Research Fellowship in Law & Natural Language Processing

Overview

Julian Nyarko is a professor at Stanford Law School who applies tools from natural language processing and machine learning to legal research questions. This full-time research fellowship provides opportunities to assist Professor Nyarko in his research. The fellowship is aimed at recent graduates who are considering entering a graduate degree program (Ph.D. / JD) in the near future. The inaugural fellow began a Ph.D. at MIT after the fellowship.

Examples of Current Projects

  • Development of methodology and best practices to employ language models for hypothesis testing in the social sciences
  • Legal document parsing and segmentation
  • Unsupervised identification of novel legal ideas and concepts
  • Assessment of overreporting on minority suspects in crime reports issued by the police via social media

Responsibilities

Specific responsibilities can vary over time, but generally include:

  • Conceptualization and implementation of statistical models
  • Collecting, managing, and structuring quantitative datasets
  • Report writing and manuscript preparation

Conditions

The full-time position is intended for a duration of two years. It is expected that the fellow will be physically present in and working from Stanford Law School. As full-time Stanford University employees, fellows will receive a competitive salary and benefits package, including medical, dental, and vision insurance, access to campus athletic and academic facilities, paid vacation time, professional development funds, and the capacity to audit Stanford courses and attend on-campus lectures and seminars free of charge.

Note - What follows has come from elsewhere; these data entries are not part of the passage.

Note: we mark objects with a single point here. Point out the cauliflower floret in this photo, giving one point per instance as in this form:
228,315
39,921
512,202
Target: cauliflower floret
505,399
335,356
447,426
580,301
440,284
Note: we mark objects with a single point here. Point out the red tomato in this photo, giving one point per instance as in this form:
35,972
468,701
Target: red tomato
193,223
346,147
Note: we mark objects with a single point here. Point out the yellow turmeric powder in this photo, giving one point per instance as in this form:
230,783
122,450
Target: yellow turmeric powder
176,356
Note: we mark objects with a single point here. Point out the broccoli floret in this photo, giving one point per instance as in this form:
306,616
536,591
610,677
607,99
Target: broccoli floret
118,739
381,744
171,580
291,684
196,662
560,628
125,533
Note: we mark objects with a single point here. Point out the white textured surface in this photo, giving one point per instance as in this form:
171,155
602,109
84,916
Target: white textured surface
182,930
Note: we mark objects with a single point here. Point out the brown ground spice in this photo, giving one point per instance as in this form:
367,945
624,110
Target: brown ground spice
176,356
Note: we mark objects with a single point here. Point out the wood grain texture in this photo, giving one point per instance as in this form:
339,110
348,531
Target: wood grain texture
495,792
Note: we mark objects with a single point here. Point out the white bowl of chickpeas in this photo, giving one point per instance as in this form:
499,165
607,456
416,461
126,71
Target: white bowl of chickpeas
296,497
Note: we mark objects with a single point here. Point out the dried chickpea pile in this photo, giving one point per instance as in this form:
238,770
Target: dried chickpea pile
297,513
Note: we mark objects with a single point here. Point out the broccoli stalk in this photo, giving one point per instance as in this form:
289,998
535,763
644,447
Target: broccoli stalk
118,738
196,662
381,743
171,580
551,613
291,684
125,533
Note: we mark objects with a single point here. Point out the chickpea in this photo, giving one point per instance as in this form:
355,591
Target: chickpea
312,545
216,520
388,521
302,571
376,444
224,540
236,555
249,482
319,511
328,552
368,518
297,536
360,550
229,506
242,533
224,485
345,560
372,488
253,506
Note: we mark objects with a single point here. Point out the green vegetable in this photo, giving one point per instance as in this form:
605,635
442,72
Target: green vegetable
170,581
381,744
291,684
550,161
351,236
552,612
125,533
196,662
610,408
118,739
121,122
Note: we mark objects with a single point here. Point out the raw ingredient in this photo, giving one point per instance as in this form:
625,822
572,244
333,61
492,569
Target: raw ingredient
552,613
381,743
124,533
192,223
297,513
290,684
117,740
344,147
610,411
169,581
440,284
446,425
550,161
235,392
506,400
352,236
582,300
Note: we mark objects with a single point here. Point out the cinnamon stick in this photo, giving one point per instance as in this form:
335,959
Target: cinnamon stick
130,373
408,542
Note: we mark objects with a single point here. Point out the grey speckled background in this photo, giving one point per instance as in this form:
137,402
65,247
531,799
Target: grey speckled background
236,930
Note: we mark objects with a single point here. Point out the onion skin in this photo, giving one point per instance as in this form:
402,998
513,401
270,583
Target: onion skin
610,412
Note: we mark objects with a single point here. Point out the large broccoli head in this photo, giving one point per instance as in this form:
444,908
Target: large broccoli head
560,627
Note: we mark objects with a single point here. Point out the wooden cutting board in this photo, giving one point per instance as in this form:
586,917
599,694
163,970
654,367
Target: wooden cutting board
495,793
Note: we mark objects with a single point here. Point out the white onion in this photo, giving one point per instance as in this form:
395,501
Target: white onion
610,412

The expected base pay salary for this position is $67,000. Stanford University has provided a pay range representing its good faith estimate of what the university reasonably expects to pay for the position. The pay offered to the selected candidate will be determined based on factors including (but not limited to) the qualifications of the selected candidate, budget availability, and internal equity.

Qualifications

Experience and knowledge of the following is required:

  • A Bachelor’s degree in a relevant field
  • Experience with statistics
  • Programming experience
  • Ability to work under deadlines with general guidance

Experience and knowledge of the following is highly desirable:

  • A Bachelor’s degree in computer science with a background in NLP, a Bachelor’s degree in (computational) linguistics or in symbolic systems
  • A strong, demonstrated interest to conduct academic research in a relevant field
  • Interest in legal research
  • Interest in causal inference and social science
  • Experience with machine learning / deep learning
  • Substantial experience with Python
  • Substantial experience with R

How to Apply

All positions are currently filled. Please check back again in early 2025.

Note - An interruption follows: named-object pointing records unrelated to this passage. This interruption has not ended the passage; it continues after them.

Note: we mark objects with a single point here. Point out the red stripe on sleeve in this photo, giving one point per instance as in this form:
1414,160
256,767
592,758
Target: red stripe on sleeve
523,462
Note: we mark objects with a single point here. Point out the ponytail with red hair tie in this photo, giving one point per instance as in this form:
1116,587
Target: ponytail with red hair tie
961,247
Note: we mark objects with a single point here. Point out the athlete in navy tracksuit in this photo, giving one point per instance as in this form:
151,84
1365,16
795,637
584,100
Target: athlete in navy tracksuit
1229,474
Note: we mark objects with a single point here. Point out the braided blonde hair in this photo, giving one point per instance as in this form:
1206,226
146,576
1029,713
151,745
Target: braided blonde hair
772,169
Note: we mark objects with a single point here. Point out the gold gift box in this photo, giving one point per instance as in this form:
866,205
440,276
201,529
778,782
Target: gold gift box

The job duties listed are typical examples of work performed by positions in this job classification and are not designed to contain or be interpreted as a comprehensive inventory of all duties, tasks, and responsibilities. Specific duties and responsibilities may vary depending on department or program needs without changing the general nature and scope of the job or level of responsibility. Employees may also perform other duties as assigned.

Consistent with its obligations under the law, the University will provide reasonable accommodation to any employee with a disability who requires accommodation to perform the essential functions of the job.

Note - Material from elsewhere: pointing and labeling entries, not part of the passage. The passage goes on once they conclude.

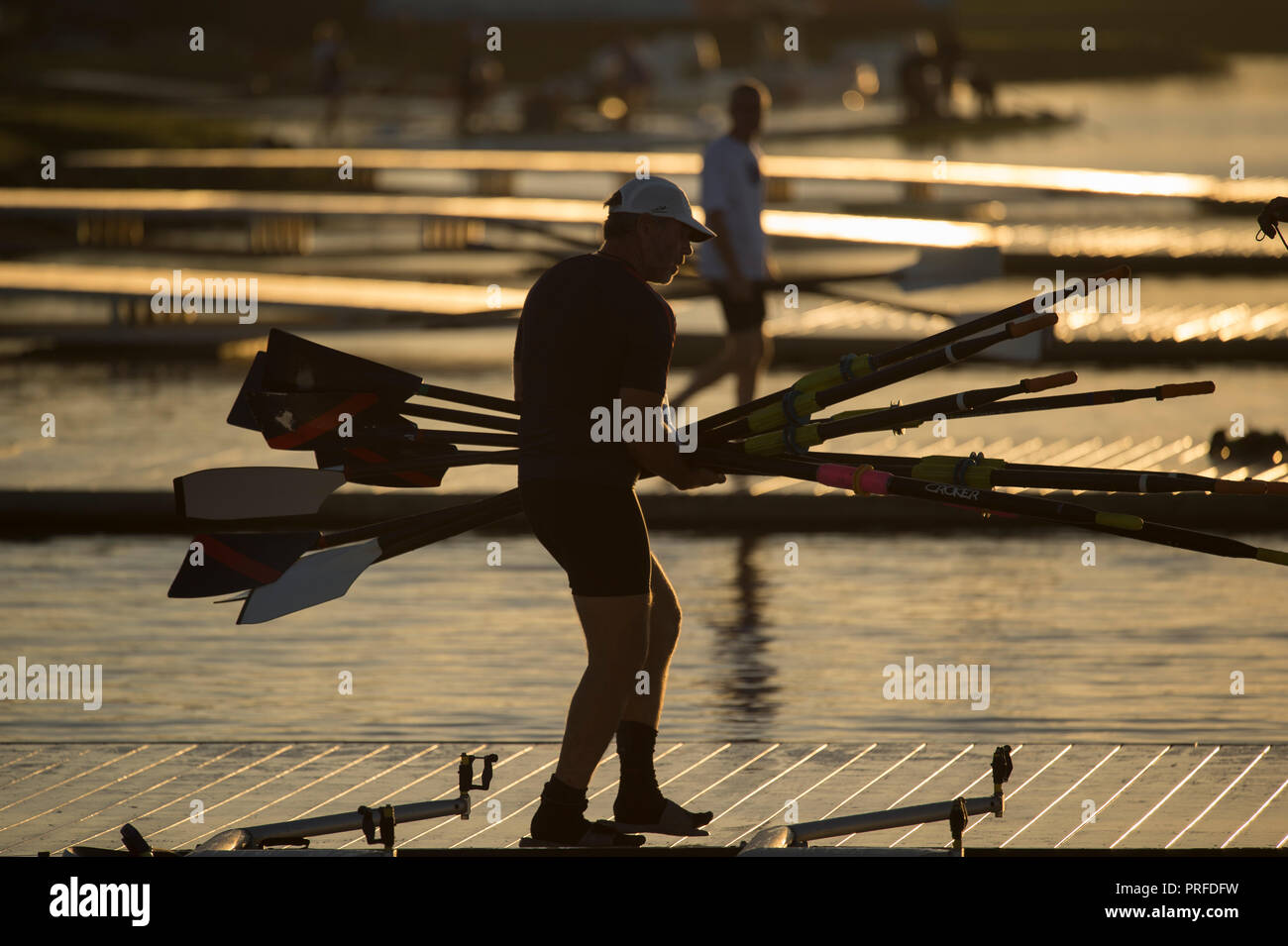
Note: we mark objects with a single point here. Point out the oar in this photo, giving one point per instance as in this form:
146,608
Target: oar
853,366
868,481
1093,398
269,491
901,418
329,575
317,420
236,562
793,439
986,473
797,407
297,365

Stanford is an equal employment opportunity and affirmative action employer. All qualified applicants will receive consideration for employment without regard to race, color, religion, sex, sexual orientation, gender identity, national origin, disability, protected veteran status, or any other characteristic protected by law.

Stanford Law School seeks to hire the best talent and to promote a safe and secure environment for all members of the university community and its property. To that end, new staff hires must successfully pass a background check prior to starting work at Stanford University.